# CHUNK

The CHUNK function splits a text field into smaller chunks using a sentence-based chunking strategy. It can be applied to fields of the text family, such as text and semantic_text. You can specify the number of chunks returned and the length of the sentences used to create the chunks.

## Syntax

`CHUNK(field, chunking_settings, separator_group, overlap, sentence_overlap, strategy, max_chunk_size, separators)`

### Parameters

#### field

The input field to be chunked.

#### chunking_settings

Options to customize chunking behavior. Defaults to `{"strategy":"sentence","max_chunk_size":300,"sentence_overlap":0}`.

#### separator_group

Optional. Sets a predefined list of separators based on the selected text type. Values can be `markdown` or `plaintext`. Only applicable to the `recursive` chunking strategy.

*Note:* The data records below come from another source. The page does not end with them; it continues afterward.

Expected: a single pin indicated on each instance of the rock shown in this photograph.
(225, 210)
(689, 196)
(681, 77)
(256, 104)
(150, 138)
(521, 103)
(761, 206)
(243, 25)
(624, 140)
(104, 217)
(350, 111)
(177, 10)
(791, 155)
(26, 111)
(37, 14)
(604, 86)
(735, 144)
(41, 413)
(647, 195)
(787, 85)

When using the `recursive` strategy, either `separators` or `separator_group` must be specified.

#### overlap

Optional. The number of overlapping words for chunks. Only applicable to the `word` chunking strategy. This value cannot be higher than half the `max_chunk_size` value.

#### sentence_overlap

Optional. The number of overlapping sentences for chunks. Only applicable to the `sentence` chunking strategy. Can be either `1` or `0`.

#### strategy

Optional. The chunking strategy to use. Default value is `sentence`.

#### max_chunk_size

Optional. The maximum size of a chunk in words. Cannot be lower than `20` for the `sentence` strategy or `10` for the `word` or `recursive` strategies. This value should not exceed the window size for any associated models using the output of this function.

#### separators

Optional. A list of strings used as possible split points when chunking text. Each string can be a plain string or a regular expression pattern. The system tries each separator in order to split the text, starting from the first item in the list. After splitting, it attempts to recombine smaller pieces into larger chunks that stay within the `max_chunk_size` limit, to reduce the total number of chunks generated. Only applicable to the `recursive` chunking strategy. When using the `recursive` strategy, either `separators` or `separator_group` must be specified.

## Examples

Splits the provided text into chunks of up to 10 words each, with an overlap of 1 word between consecutive chunks, using the word chunking strategy and expands the resulting chunks into separate rows.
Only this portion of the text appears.